3. ThinkPads are all rated/certified MilSpec semi-rugged. The T60's were a bit buggy, but my 61 and 400 are back to the ThinkPad standard in my opinion. Keep in mind that any consumer oriented laptop is pretty much crappy... ThinkPads are business centric, but can still pack some power. I would buy a "business" brand laptop from any of the big players before I'd buy any consumer targeted system.

4. Most OEMs provide driver support well after the last ship date of the product series, and well after the last support dates. The difference is whether you find updated drivers or not. The OEM's are just a dependent on the various chipset/sub-component suppliers as you would be. + you are better off using the Laptop Manufacturers drivers, as sometimes they "wrap" them a bit differently. IE; Video drivers tweaked to work better with Dell's power management, wireless drivers to work better with Lenovo's Access Connections, etc... You also get some combined bios updates. Saw that with the Lenovo T400 and the ATI video cards....So sometimes using the drivers direct from the suppliers can have more issues than from the laptop maker. Just my 2 cents.
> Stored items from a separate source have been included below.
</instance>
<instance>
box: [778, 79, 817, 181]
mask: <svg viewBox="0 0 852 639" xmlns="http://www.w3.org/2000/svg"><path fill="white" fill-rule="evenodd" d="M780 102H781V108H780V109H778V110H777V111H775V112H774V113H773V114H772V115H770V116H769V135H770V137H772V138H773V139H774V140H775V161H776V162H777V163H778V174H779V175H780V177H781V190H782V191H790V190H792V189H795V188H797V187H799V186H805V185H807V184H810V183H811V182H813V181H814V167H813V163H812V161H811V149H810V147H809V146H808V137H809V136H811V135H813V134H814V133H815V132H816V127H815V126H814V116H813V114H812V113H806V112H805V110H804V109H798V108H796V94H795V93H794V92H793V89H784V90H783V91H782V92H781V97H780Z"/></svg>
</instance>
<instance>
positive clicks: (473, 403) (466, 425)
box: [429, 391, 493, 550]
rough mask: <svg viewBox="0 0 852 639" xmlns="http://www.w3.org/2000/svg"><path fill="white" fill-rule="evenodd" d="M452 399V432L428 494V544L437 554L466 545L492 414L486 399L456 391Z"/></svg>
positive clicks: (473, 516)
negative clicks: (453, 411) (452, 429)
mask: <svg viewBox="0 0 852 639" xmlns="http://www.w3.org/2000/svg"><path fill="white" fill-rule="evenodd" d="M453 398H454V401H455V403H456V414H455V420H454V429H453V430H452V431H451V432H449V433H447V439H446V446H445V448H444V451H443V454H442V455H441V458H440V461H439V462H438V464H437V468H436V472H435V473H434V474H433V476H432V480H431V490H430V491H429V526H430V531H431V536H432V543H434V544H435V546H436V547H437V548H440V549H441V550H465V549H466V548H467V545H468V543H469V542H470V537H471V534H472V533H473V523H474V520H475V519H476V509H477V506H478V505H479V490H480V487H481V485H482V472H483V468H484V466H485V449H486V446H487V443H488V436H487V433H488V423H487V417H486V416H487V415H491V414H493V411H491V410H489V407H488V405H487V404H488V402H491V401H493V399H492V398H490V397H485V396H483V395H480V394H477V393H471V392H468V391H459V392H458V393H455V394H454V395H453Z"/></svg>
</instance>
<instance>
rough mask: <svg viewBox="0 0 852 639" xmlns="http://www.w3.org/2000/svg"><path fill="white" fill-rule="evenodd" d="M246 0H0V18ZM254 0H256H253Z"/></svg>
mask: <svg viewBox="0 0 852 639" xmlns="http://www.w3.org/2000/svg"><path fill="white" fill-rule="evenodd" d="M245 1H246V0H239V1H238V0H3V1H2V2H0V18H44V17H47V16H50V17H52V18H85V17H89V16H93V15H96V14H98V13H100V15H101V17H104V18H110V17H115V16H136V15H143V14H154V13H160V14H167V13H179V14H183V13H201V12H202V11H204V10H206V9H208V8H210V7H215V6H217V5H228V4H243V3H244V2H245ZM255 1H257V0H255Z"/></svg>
5. IdeaPad is the Lenovo Consumer focused lines... so the chassis are not as rigid and they are just not as tough as a ThinkPad. They offer more consume oriented options, and more enthusiast features like Core i5, etc... In January(gee almost here!), Dell, HP, and Lenovo will all be launching their business lines with the latest mobile Core i5 and i7 to go with the latest Intel mobile platform.

6. Mostly... Though I've seen issues with ATI on some systems...ATI cards seemed really sensitive to any deviation in cooling... IE; minor dust buildup in fan/heatsink. Clean fan, and clean off heatsink/apply new paste and never had issues again... so could have also been manufacturing issue I was seeing... beats me.

Hope that helps. I admit most of my experience over the years has been ThinkPad, but I've spent enough time with Powerbooks, Latitudes, etc to see and "feel" the differences... ThinkPads are still top notch in my book if you don't care that you only have one color option...That trademark black.